Throughout 2015, Nurse.com is saluting the dedication and compassion of nurses who volunteer to serve others. During National Nurses Week, we introduce you to some nurses in the region who demonstrate the power of volunteerism through their efforts. These nurses share how they started, the rewards they receive and what inspires them to continue.

Mary Vecchio, MSN, RN, APNC, OCN, CTTS, Advanced practice nurse, family risk assessment program, Hunterdon Regional Cancer Center, Flemington, N.J.

Volunteer organization: American Cancer Society Cancer Action Network

ACS CAN is the nonprofit, nonpartisan advocacy affiliate of the American Cancer Society, dedicated to eliminating cancer as a major health problem. ACS CAN works to encourage lawmakers and candidates to support laws and policies that will make cancer a top national priority.

Online: ACSCAN.org

How did you get involved?

I have been a volunteer with the American Cancer Society since 1997, when I registered as a team captain for my first Relay for Life. I learned about ACS CAN in 2008 and was asked to represent New Jersey District 7 as an Ambassador Constituent Team lead.

What is the most rewarding part of your volunteer work?

I love the variety of teachable moments when it comes to the work of advocacy. I have walked the halls of Congress in Washington, D.C., to meet with my legislative representatives and participated in numerous community education programs to keep cancer issues a top priority.
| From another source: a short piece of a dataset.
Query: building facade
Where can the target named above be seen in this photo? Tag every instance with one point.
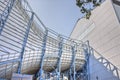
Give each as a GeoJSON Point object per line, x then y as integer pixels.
{"type": "Point", "coordinates": [103, 32]}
What inspires you to continue volunteering?

St. Francis states “for it is in giving that we receive.” I have been blessed in so many aspects of my life that I feel the need to pay it forward. We all have the ability to make our community a better place, we just need to recognize the opportunity and become engaged.

Susan Eisenberg, RN, Employee health manager, New York Eye & Ear Infirmary of Mount Sinai, Manhattan

Volunteer organization: Sexual Assault and Violence Intervention program

SAVI is a program dedicated to validating, healing and empowering survivors and their supporters to lead safe, healthy lives through advocacy, free and confidential counseling, and public education.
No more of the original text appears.